L’AFT vient de lancer un Appel international à manifestation d’intérêt pour la réalisation de la station touristique écologique de Sidi Founkhal. Un projet de 3 000 lits qui attend de voir le jour depuis déjà vingt ans, et qui porte depuis tout ce temps les espoirs des habitants de Kerkennah pour un développement en douceur des îles par le tourisme.

En attendant l’arrivée des investisseurs du tourisme, Kerkennah a vu venir un autre type d’investisseurs : les sociétés pétrolières et gazières Petrofac et OMV. Or la découverte de pétrole dans plusieurs endroits de l’île semble comporter quelques menaces, notamment pour l’actuelle zone touristique de Sidi Frej.
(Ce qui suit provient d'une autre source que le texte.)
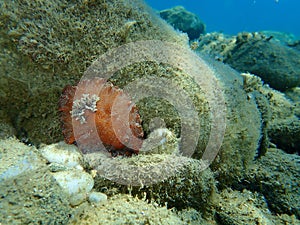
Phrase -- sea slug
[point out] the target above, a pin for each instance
(97, 103)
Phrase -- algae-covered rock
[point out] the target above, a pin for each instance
(276, 63)
(46, 45)
(234, 207)
(184, 21)
(171, 180)
(125, 209)
(29, 193)
(276, 176)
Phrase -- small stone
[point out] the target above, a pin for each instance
(74, 182)
(64, 154)
(97, 197)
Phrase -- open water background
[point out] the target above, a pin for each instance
(233, 16)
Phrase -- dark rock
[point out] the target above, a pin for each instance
(184, 21)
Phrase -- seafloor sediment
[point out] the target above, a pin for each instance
(46, 45)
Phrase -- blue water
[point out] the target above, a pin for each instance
(233, 16)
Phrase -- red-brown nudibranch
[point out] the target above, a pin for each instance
(97, 104)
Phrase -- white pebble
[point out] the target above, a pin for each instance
(97, 197)
(74, 182)
(64, 154)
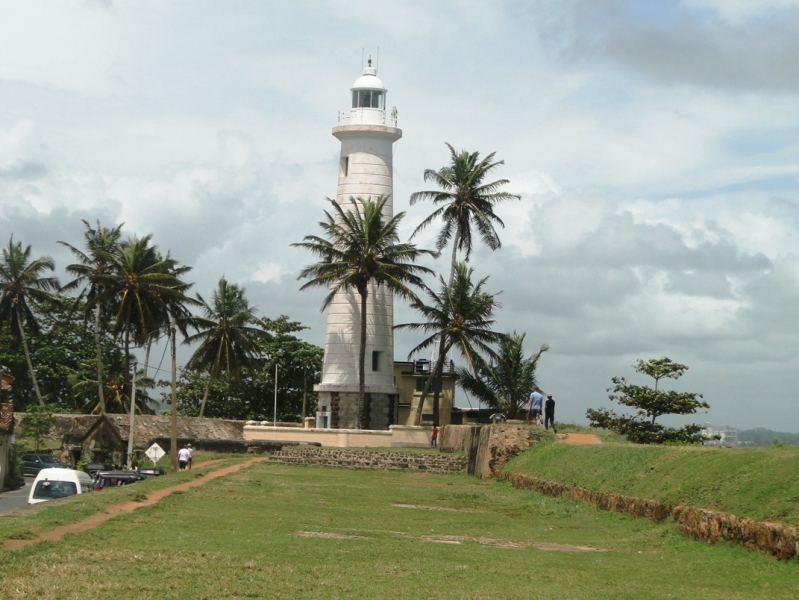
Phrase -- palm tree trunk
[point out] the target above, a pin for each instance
(205, 395)
(362, 360)
(126, 375)
(419, 409)
(98, 348)
(454, 255)
(147, 352)
(28, 358)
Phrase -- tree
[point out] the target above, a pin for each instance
(21, 279)
(228, 334)
(144, 288)
(299, 364)
(251, 397)
(36, 424)
(361, 249)
(462, 316)
(465, 201)
(651, 403)
(101, 244)
(504, 383)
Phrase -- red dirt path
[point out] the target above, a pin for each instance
(126, 507)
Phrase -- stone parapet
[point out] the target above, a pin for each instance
(389, 461)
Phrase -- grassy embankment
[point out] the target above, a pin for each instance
(275, 531)
(759, 483)
(28, 522)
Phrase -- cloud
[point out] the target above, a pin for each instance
(722, 45)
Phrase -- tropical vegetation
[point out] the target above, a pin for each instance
(504, 382)
(651, 403)
(359, 250)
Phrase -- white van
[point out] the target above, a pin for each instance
(59, 483)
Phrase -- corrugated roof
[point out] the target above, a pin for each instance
(6, 418)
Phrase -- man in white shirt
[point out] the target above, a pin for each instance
(183, 457)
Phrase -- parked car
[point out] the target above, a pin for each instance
(33, 462)
(93, 468)
(55, 482)
(115, 478)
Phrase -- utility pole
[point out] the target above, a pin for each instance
(132, 413)
(173, 445)
(274, 424)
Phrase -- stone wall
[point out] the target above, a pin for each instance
(701, 524)
(488, 446)
(353, 459)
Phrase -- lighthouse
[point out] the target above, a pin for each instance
(365, 170)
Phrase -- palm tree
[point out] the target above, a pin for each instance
(228, 337)
(465, 199)
(143, 287)
(461, 315)
(21, 279)
(361, 249)
(101, 243)
(503, 383)
(84, 388)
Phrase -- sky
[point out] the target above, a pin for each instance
(655, 147)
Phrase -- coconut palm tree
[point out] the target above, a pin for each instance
(360, 249)
(84, 388)
(465, 201)
(227, 334)
(20, 280)
(504, 383)
(101, 243)
(143, 287)
(461, 315)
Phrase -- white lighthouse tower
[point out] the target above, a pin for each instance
(365, 170)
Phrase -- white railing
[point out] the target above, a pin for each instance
(373, 117)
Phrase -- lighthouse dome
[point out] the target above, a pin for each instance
(368, 80)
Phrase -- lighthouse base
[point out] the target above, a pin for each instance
(380, 410)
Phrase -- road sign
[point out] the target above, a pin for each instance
(155, 453)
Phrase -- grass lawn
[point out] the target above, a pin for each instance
(760, 483)
(275, 531)
(30, 521)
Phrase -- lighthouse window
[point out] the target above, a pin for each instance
(368, 99)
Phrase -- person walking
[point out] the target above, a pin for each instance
(191, 456)
(534, 413)
(549, 413)
(183, 457)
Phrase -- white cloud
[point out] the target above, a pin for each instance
(655, 156)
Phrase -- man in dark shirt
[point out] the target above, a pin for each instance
(549, 413)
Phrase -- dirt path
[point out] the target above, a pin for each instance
(580, 438)
(126, 507)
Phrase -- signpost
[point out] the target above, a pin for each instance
(155, 453)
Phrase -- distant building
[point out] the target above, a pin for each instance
(410, 378)
(6, 434)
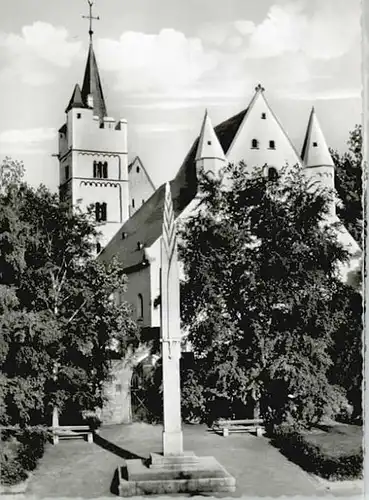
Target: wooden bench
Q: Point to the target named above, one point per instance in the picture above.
(71, 432)
(249, 425)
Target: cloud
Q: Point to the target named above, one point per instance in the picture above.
(155, 63)
(149, 128)
(25, 141)
(244, 26)
(35, 53)
(328, 33)
(328, 95)
(27, 136)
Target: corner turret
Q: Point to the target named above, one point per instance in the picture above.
(318, 162)
(210, 155)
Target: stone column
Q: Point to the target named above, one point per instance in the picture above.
(170, 333)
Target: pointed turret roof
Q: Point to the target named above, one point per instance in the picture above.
(315, 152)
(209, 145)
(76, 100)
(92, 85)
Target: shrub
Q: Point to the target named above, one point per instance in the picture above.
(20, 454)
(332, 455)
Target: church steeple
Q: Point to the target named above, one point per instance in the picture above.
(92, 93)
(76, 100)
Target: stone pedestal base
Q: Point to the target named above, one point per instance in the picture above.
(184, 473)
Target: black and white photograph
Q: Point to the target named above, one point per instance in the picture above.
(182, 248)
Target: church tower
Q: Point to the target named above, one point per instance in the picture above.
(318, 162)
(93, 164)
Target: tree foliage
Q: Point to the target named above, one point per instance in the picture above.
(262, 296)
(59, 325)
(348, 183)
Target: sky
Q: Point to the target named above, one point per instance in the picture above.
(162, 62)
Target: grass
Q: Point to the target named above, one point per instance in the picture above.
(333, 452)
(337, 440)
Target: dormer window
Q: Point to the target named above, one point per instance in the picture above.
(100, 212)
(272, 174)
(139, 306)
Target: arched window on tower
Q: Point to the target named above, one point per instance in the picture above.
(101, 212)
(139, 306)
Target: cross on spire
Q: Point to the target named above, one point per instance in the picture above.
(91, 18)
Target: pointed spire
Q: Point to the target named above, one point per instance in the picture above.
(315, 152)
(92, 85)
(76, 100)
(209, 145)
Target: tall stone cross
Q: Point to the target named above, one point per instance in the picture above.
(170, 332)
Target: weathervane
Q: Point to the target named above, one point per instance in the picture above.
(91, 18)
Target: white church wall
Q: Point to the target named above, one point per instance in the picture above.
(263, 130)
(139, 285)
(87, 133)
(140, 187)
(154, 253)
(116, 165)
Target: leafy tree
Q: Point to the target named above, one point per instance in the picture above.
(260, 296)
(60, 327)
(348, 183)
(11, 173)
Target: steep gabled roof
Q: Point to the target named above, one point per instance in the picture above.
(92, 85)
(209, 145)
(315, 151)
(145, 225)
(76, 100)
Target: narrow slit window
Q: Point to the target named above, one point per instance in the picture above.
(105, 170)
(139, 306)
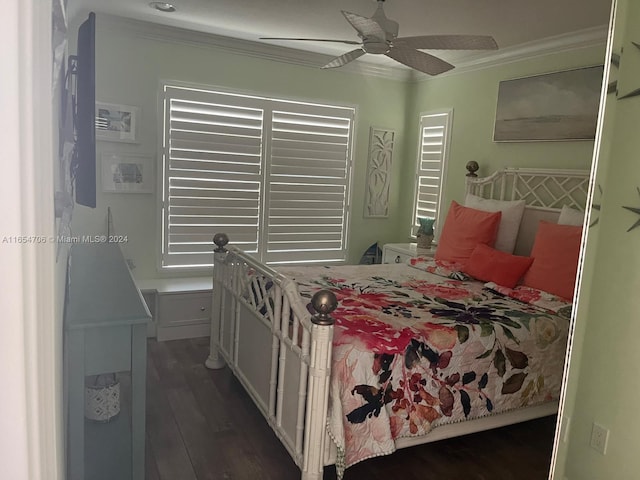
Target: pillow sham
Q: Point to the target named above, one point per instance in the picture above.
(463, 229)
(512, 211)
(555, 259)
(491, 265)
(570, 216)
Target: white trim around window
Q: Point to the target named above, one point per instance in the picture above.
(273, 174)
(431, 166)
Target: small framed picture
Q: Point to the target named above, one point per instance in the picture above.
(116, 123)
(127, 173)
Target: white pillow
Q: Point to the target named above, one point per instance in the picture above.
(512, 211)
(570, 216)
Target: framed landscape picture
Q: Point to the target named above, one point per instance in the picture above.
(549, 107)
(116, 123)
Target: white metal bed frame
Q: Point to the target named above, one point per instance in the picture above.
(281, 353)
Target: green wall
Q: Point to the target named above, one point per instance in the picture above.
(603, 387)
(131, 62)
(129, 69)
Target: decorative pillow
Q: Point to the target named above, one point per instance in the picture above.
(555, 259)
(512, 211)
(463, 229)
(570, 216)
(491, 265)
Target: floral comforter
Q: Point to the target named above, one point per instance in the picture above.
(413, 350)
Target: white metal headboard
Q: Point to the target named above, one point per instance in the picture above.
(545, 192)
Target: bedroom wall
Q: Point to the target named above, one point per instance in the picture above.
(473, 97)
(130, 65)
(603, 385)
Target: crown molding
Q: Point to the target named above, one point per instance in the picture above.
(591, 37)
(587, 38)
(164, 33)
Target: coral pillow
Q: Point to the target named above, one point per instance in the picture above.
(463, 229)
(555, 259)
(491, 265)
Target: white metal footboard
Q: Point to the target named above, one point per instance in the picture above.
(261, 328)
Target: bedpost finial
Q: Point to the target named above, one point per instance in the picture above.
(472, 167)
(221, 240)
(324, 302)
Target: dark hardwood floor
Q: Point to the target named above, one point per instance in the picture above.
(202, 425)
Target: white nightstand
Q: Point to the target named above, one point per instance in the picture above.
(401, 252)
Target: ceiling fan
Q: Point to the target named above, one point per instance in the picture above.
(379, 35)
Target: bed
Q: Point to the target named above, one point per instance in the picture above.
(356, 361)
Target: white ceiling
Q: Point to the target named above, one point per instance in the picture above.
(512, 23)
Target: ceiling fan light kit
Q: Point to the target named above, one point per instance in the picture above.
(379, 36)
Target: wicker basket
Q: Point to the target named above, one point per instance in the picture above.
(102, 397)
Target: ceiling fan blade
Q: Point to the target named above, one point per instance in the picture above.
(418, 60)
(448, 42)
(365, 27)
(348, 42)
(344, 59)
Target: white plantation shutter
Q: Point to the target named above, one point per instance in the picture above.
(273, 175)
(434, 140)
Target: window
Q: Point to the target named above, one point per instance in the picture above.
(432, 157)
(272, 174)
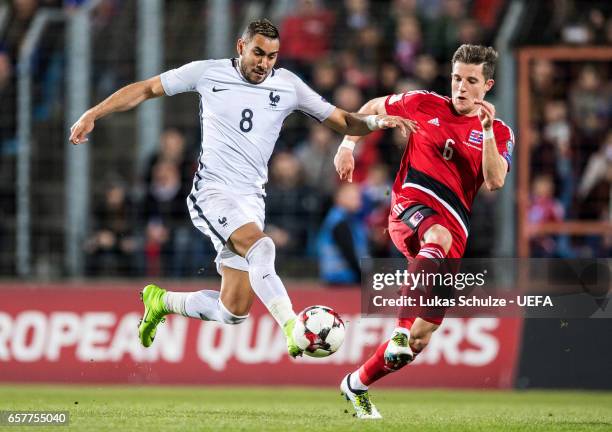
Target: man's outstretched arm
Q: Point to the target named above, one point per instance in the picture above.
(344, 160)
(123, 99)
(362, 123)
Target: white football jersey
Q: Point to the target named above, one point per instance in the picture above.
(240, 121)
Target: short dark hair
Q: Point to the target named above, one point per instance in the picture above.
(477, 54)
(262, 27)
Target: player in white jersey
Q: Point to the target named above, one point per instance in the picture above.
(243, 103)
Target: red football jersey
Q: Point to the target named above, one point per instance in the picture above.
(443, 160)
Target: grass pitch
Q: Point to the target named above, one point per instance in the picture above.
(290, 409)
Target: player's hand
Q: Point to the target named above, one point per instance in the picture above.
(404, 125)
(80, 130)
(486, 113)
(345, 164)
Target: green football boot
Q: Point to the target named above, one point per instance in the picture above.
(155, 310)
(292, 348)
(362, 404)
(398, 353)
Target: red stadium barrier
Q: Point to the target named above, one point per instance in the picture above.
(89, 334)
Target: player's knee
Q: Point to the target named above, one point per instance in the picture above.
(232, 317)
(261, 253)
(439, 235)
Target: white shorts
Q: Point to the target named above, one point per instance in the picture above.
(218, 212)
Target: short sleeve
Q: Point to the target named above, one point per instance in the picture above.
(309, 101)
(504, 138)
(183, 79)
(403, 104)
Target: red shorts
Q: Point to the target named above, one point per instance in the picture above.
(408, 241)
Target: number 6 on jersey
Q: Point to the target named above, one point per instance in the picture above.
(448, 150)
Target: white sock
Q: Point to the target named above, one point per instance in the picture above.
(199, 304)
(175, 301)
(266, 283)
(402, 330)
(355, 381)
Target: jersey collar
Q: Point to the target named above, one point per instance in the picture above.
(236, 65)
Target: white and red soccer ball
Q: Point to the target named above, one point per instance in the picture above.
(319, 331)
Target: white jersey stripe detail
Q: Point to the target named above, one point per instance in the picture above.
(426, 255)
(507, 127)
(444, 203)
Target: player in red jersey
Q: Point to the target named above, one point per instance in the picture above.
(459, 146)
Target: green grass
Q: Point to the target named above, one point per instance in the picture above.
(290, 409)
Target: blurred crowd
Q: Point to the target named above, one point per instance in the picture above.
(349, 51)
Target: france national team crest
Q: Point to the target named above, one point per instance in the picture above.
(475, 137)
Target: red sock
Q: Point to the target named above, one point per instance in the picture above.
(375, 367)
(427, 261)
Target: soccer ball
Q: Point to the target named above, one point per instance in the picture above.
(319, 331)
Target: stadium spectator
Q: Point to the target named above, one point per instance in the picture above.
(172, 148)
(388, 77)
(590, 102)
(426, 72)
(376, 190)
(325, 78)
(557, 131)
(291, 206)
(111, 247)
(352, 17)
(484, 218)
(543, 208)
(443, 30)
(165, 212)
(7, 105)
(545, 86)
(348, 97)
(408, 43)
(316, 156)
(343, 239)
(305, 36)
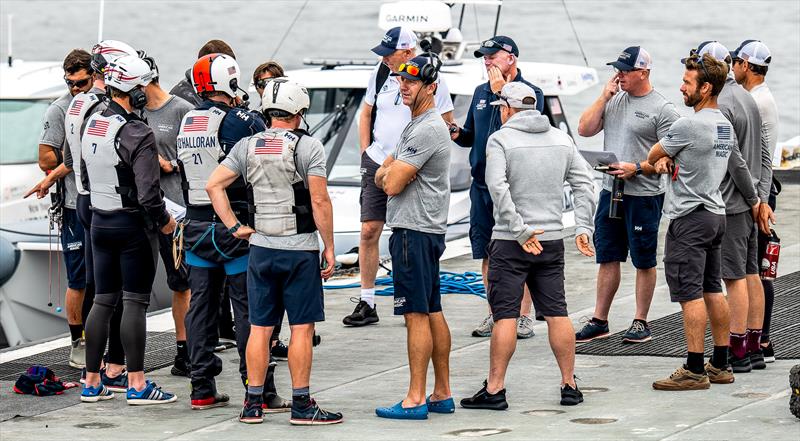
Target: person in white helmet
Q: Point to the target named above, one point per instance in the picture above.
(119, 167)
(284, 169)
(82, 106)
(215, 256)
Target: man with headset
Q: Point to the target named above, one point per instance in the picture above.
(416, 178)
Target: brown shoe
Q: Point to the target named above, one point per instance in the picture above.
(683, 379)
(719, 376)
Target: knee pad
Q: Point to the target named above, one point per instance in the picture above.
(136, 297)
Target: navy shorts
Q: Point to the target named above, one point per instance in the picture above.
(73, 243)
(281, 280)
(415, 270)
(636, 232)
(481, 221)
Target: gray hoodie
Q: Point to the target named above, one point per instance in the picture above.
(527, 162)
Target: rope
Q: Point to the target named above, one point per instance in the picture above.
(450, 283)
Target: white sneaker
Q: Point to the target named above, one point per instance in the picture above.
(77, 354)
(485, 328)
(525, 327)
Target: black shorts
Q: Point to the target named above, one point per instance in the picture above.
(636, 232)
(481, 221)
(73, 245)
(372, 199)
(510, 268)
(739, 246)
(282, 280)
(693, 255)
(177, 279)
(415, 270)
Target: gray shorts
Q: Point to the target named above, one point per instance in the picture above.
(692, 255)
(372, 199)
(739, 246)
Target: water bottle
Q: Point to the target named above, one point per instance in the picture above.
(769, 262)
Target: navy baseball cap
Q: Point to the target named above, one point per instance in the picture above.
(497, 43)
(634, 57)
(399, 37)
(412, 69)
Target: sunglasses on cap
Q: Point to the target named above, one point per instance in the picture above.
(79, 84)
(494, 44)
(410, 68)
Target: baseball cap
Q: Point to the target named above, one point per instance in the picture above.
(632, 58)
(754, 52)
(497, 43)
(517, 95)
(412, 69)
(399, 37)
(713, 48)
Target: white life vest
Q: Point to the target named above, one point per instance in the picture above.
(82, 104)
(199, 152)
(280, 203)
(111, 181)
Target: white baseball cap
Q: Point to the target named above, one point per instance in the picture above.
(754, 52)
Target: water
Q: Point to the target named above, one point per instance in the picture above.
(172, 31)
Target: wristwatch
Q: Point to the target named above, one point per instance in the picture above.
(234, 228)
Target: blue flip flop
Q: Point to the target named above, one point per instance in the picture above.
(398, 412)
(441, 406)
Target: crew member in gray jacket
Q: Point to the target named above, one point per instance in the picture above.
(527, 162)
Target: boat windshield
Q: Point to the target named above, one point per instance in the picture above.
(20, 127)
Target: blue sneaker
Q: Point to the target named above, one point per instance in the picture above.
(115, 384)
(151, 394)
(590, 331)
(398, 412)
(441, 406)
(637, 333)
(94, 394)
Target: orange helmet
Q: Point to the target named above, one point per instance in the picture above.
(216, 73)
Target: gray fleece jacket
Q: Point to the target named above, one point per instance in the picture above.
(527, 162)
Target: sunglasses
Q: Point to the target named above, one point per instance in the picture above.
(410, 68)
(494, 44)
(79, 84)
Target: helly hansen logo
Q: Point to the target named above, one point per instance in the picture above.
(75, 108)
(196, 124)
(97, 128)
(724, 132)
(269, 146)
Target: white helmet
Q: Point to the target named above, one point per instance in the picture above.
(284, 94)
(216, 73)
(107, 51)
(127, 72)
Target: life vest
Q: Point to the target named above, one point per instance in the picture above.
(111, 180)
(199, 152)
(82, 104)
(279, 202)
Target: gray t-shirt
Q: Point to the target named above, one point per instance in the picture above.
(310, 161)
(54, 135)
(631, 126)
(166, 122)
(424, 203)
(701, 145)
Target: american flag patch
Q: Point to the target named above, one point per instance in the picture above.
(75, 108)
(724, 132)
(272, 146)
(97, 128)
(196, 124)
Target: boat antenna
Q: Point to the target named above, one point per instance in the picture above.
(286, 34)
(100, 21)
(574, 32)
(10, 57)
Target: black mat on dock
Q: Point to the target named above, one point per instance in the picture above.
(668, 339)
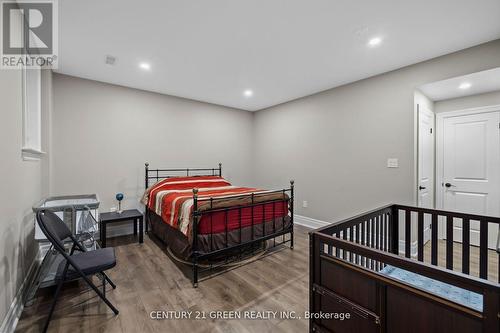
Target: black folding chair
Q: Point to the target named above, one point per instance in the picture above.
(75, 265)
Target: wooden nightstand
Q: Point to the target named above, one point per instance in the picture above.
(127, 215)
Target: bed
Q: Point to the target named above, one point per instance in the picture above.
(378, 268)
(208, 222)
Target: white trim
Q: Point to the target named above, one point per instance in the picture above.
(440, 117)
(16, 307)
(309, 222)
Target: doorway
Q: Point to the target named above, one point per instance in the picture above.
(468, 166)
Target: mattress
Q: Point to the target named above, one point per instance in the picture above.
(450, 292)
(172, 200)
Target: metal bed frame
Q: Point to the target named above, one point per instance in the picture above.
(228, 252)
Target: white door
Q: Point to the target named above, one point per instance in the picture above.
(471, 169)
(426, 164)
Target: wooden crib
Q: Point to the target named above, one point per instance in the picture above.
(369, 267)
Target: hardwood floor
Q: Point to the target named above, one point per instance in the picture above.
(148, 280)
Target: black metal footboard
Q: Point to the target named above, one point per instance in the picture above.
(232, 244)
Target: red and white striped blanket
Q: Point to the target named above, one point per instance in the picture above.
(172, 198)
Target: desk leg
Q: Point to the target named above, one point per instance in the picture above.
(141, 230)
(103, 231)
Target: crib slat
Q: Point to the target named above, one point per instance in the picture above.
(465, 245)
(394, 231)
(420, 236)
(483, 249)
(449, 242)
(407, 233)
(351, 238)
(434, 245)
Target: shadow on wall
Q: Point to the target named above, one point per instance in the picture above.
(6, 269)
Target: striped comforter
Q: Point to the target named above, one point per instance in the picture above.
(172, 198)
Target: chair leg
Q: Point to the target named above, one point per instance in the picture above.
(109, 280)
(53, 306)
(99, 293)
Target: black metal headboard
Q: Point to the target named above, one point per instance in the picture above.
(158, 174)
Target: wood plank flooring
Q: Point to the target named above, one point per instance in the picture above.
(148, 280)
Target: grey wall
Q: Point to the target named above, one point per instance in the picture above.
(103, 134)
(474, 101)
(22, 185)
(336, 143)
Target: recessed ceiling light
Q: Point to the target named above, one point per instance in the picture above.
(464, 86)
(375, 41)
(145, 66)
(110, 60)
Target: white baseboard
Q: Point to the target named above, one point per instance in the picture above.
(16, 307)
(309, 222)
(314, 224)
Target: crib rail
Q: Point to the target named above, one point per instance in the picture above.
(350, 258)
(400, 229)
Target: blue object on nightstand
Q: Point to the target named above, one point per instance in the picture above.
(119, 197)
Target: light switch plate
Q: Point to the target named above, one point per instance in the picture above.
(392, 163)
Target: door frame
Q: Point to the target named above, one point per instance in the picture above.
(439, 137)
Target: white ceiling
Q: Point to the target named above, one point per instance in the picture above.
(480, 83)
(214, 50)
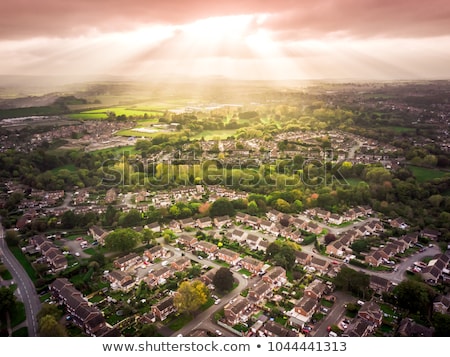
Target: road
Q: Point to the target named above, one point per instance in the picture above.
(203, 320)
(25, 286)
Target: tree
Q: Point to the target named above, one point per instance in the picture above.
(351, 280)
(148, 330)
(7, 300)
(223, 280)
(49, 327)
(131, 219)
(221, 207)
(190, 296)
(12, 238)
(122, 240)
(48, 309)
(415, 296)
(329, 238)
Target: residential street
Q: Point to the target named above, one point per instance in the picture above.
(25, 287)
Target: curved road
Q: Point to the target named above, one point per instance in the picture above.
(25, 286)
(203, 320)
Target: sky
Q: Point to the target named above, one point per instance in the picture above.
(238, 39)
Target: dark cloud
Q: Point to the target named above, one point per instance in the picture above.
(291, 18)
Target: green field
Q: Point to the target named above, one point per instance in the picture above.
(400, 129)
(103, 112)
(214, 134)
(423, 174)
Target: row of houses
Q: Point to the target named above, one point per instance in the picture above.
(85, 315)
(54, 257)
(393, 247)
(341, 247)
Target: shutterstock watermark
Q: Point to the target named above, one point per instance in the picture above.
(233, 172)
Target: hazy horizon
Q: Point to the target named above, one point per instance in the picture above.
(243, 40)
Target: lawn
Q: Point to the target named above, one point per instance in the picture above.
(214, 134)
(423, 174)
(24, 262)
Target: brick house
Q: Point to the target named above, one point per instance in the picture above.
(228, 256)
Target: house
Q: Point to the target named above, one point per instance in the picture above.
(206, 247)
(111, 196)
(222, 221)
(164, 308)
(228, 256)
(374, 258)
(204, 222)
(128, 261)
(253, 265)
(238, 235)
(371, 311)
(265, 225)
(433, 272)
(315, 289)
(306, 307)
(335, 219)
(313, 228)
(155, 252)
(359, 328)
(302, 258)
(181, 264)
(187, 240)
(336, 248)
(175, 226)
(120, 280)
(159, 276)
(374, 227)
(379, 284)
(299, 223)
(258, 291)
(99, 234)
(238, 310)
(441, 304)
(275, 276)
(241, 217)
(87, 317)
(409, 328)
(273, 215)
(253, 222)
(253, 240)
(154, 227)
(430, 233)
(208, 277)
(320, 265)
(263, 245)
(398, 223)
(410, 239)
(274, 329)
(187, 223)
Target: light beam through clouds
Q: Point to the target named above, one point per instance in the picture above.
(246, 39)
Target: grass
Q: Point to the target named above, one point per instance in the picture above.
(24, 262)
(423, 174)
(214, 134)
(400, 129)
(19, 314)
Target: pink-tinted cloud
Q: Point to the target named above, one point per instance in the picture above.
(289, 18)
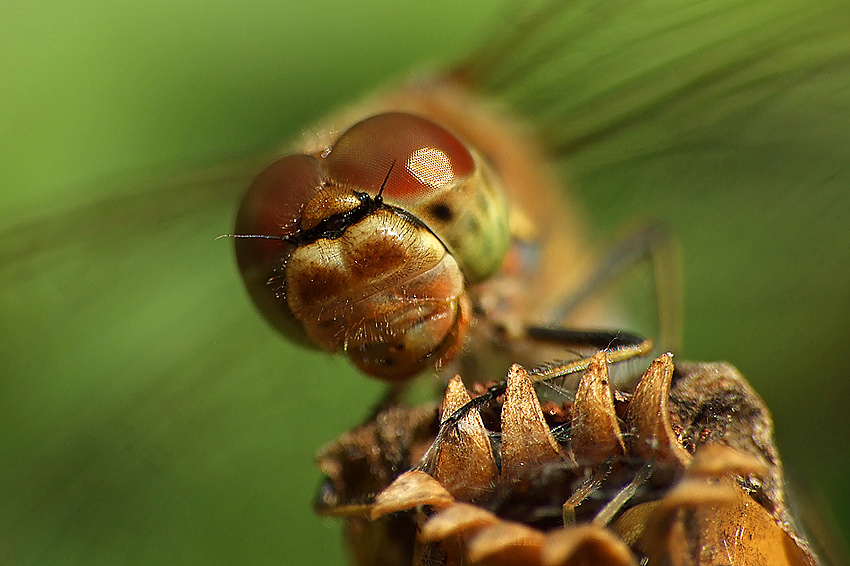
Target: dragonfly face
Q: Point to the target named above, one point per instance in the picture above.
(373, 242)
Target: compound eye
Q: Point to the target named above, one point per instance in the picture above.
(272, 206)
(424, 157)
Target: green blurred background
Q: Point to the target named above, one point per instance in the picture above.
(147, 414)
En effet, en plus de ses quatre plateformes d’exploration bien visibles à l’œil nu au large de cette zone touristique, la société autrichienne OMV associée au tunisien TPS s’est autorisée à occuper par ses bateaux une jetée qui servait jusque-là à accueillir des bateaux de plaisance de vacanciers (photo). Les nuisances, visuelles et sonores, causées par ces bateaux feraient hésiter les tour operators tentés de commercialiser les hôtels de la station. C’est en tout cas ce que soutient Lotfi Kannou, patron du Residence Club, qui dénonce « l’installation d’une activité industrielle en pleine zone touristique ».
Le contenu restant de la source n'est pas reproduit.